Nous reprenons la relation de l’audience qu’en fait La Charente Libre.
C’est une histoire de famille, de trafic et de train de vie luxueux.
La « belle vie » de David D., supposément financée par la revente de cigarettes destinées aux détenus, connaît un coup d’arrêt, avec trois ans de prison ferme requis contre ce surveillant pénitentiaire de Fleury-Mérogis.
Le quinquagénaire a reconnu lors de l’audience avoir tiré un bénéfice de 232 000 euros de son trafic, organisé depuis son poste au magasin central du centre pénitentiaire de l’Essonne.
« Ces atteintes à la probité jettent un discrédit énorme sur tous les fonctionnaires », a tancé l’un des procureurs.
David D. comparaît pour détournement de biens et blanchiment aux côtés de sa sœur, directrice des affaires financières de l’établissement, soupçonnée de négligence et de recel de détournement, et de sa femme, infirmière, jugée pour blanchiment.
La sœur du principal prévenu aurait dû « exiger, dans des délais plus précis, des états des stocks », « un tableur aurait suffi », a lancé l’autre représentante du ministère public.
Des amendes (jusqu’à 20 000 euros pour le surveillant) ont également été requises.
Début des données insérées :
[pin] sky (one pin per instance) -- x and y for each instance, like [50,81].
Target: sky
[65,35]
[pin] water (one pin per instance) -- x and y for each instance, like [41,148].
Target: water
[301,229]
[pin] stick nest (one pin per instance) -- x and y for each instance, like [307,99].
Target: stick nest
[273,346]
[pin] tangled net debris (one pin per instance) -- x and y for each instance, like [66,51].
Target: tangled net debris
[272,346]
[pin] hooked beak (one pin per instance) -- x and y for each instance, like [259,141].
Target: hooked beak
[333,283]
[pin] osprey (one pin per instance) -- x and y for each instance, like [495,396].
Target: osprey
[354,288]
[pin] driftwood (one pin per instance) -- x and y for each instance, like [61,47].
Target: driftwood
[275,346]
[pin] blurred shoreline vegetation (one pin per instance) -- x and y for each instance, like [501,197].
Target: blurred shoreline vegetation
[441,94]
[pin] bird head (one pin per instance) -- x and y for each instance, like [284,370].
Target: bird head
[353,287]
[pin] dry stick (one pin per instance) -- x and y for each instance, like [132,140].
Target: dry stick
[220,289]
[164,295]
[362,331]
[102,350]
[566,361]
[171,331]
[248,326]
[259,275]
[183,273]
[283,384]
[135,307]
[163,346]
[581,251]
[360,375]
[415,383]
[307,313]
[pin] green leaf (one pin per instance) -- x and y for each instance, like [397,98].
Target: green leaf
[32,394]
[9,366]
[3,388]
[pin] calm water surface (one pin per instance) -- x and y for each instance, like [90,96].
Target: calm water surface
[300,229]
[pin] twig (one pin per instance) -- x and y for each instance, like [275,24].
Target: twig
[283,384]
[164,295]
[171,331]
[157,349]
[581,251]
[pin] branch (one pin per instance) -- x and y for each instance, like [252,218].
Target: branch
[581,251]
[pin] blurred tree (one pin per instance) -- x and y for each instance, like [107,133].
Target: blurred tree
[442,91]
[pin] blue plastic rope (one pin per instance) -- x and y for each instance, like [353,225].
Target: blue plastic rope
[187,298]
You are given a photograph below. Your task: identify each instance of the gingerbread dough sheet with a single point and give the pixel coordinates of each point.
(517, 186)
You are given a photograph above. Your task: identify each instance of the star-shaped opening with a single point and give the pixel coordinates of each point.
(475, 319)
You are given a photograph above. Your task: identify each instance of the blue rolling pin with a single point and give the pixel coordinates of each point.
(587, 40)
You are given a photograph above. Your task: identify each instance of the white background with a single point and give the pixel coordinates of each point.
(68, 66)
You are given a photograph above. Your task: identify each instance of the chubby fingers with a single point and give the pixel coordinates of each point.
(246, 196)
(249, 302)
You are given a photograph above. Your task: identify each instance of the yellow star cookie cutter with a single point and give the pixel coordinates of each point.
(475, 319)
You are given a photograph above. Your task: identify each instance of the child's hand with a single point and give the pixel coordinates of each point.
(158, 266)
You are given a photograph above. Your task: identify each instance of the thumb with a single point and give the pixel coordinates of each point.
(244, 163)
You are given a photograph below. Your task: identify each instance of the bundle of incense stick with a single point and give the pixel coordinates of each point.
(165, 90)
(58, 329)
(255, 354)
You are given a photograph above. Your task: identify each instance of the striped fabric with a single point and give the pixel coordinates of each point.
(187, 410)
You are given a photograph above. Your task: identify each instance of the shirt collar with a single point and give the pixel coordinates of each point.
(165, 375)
Le parquet a requis un an de sursis pour la cadre, quatorze mois de prison, dont deux ferme, pour l’épouse du prévenu principal.
« Le dossier qui va nous occuper est un dossier avec des mots atypiques », dans un univers professionnel « rarement examiné de près comme nous allons le faire toute la journée », entame la présidente, en préambule de l’audience.
Au cours d’une audience qui s’est étirée sur plus de quatorze heures, les trois magistrates ont « disséqué des mécanismes assez compliqués de liens entre des directions » et des employés, comme David D. et sa sœur, Audrey R.
D’abord « le décor », « le centre pénitentiaire de Fleury, un des plus gros centres d’Europe, 5 000 détenus, cinq bâtiments, cinq divisions, une hiérarchie très étoffée » que les magistrates tenteront de démêler, au gré des déclarations parfois imprécises de David D.
David D. a reconnu avoir soustrait des cartouches destinées aux détenues pour les revendre via un intermédiaire à l’extérieur de la prison, précédemment condamné.
Selon l’accusation, ce trafic a duré entre janvier 2021 et début 2026, occasionnant pour l’administration pénitentiaire un préjudice estimé à plus d’un million d’euros.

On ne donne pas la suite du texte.